Another important dimension is that Jordan Peterson, as a personal and public figure, escapes easy characterization. If he were only an academic, it would be natural for him to continue to teach, research, and write. But he is not just that. If Jordan Peterson were just a full-time clinical psychologist, he would be spending his time working with his clients and patients. If he were only a public speaker, he would be speaking and giving lectures day in and day out. But he is all of those things at once, so it’s little wonder it would prove exhausting to wear so many hats.
Perhaps it is time to take Jordan Peterson as he is. He is not a cult leader and is not in charge of what his supporters and followers say or do. He is not a prophet, asking his flock to do what he prescribes. He thinks, and he explains. He examines, and he makes excellent practical points. But most important of all, he makes mistakes, which to me, is the most valuable quality in Jordan Peterson. He is a public figure who lives, thinks, and practices life, like the rest of us do—sometimes wrong and sometimes right. And this is his true appeal; he is not a celebrity with a carefully managed image constantly updated and modified by some public relations firm. He is open and honest about all of his achievements and shortcomings. Look no further than his remarkable openness about his struggles with depression.
Jordan Peterson’s most essential lesson, after all, is personal responsibility. So for all of those who continue to maintain that Jordan Peterson is problematic because of something one of his followers somewhere did, keep in mind that—above all else—Jordan Peterson is a proponent of individuals taking responsibility for their own lives. And, a corollary of that is the expectation that it is they—rather than he—who is responsible for what they do or fail to do.
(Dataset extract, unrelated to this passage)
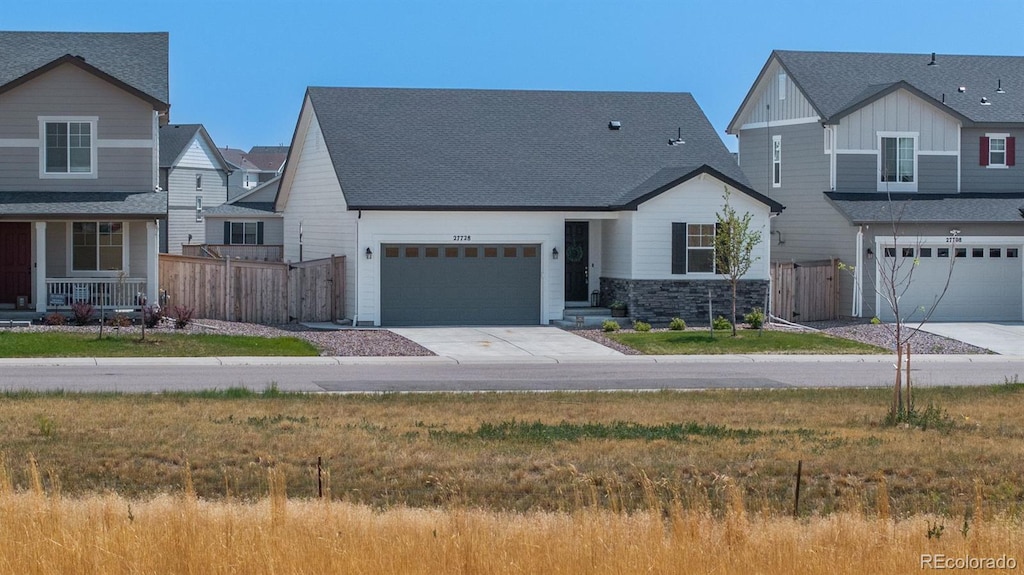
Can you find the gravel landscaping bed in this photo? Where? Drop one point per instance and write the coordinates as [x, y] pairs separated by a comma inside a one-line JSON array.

And besides, as we know all too well, there are a thousand possible interpretations of anything anyone says, and Jordan Peterson’s words might be interpreted in ways that he might never even imagine. As thirteenth-century Persian poet Rumi famously wrote: “Each interprets my notes in harmony with his own feelings.”.
* I differentiate between “fans” and “supporters.” Supporters, in my view, have chosen to adopt many of Peterson’s positions after weighing his statements against a set of principles or values they hold and then deciding that there is considerable overlap. Fans, on the other hand, find themselves resonating with Peterson’s words at a purely emotional level.
Kambiz Tavana is an Iranian-American journalist and writer.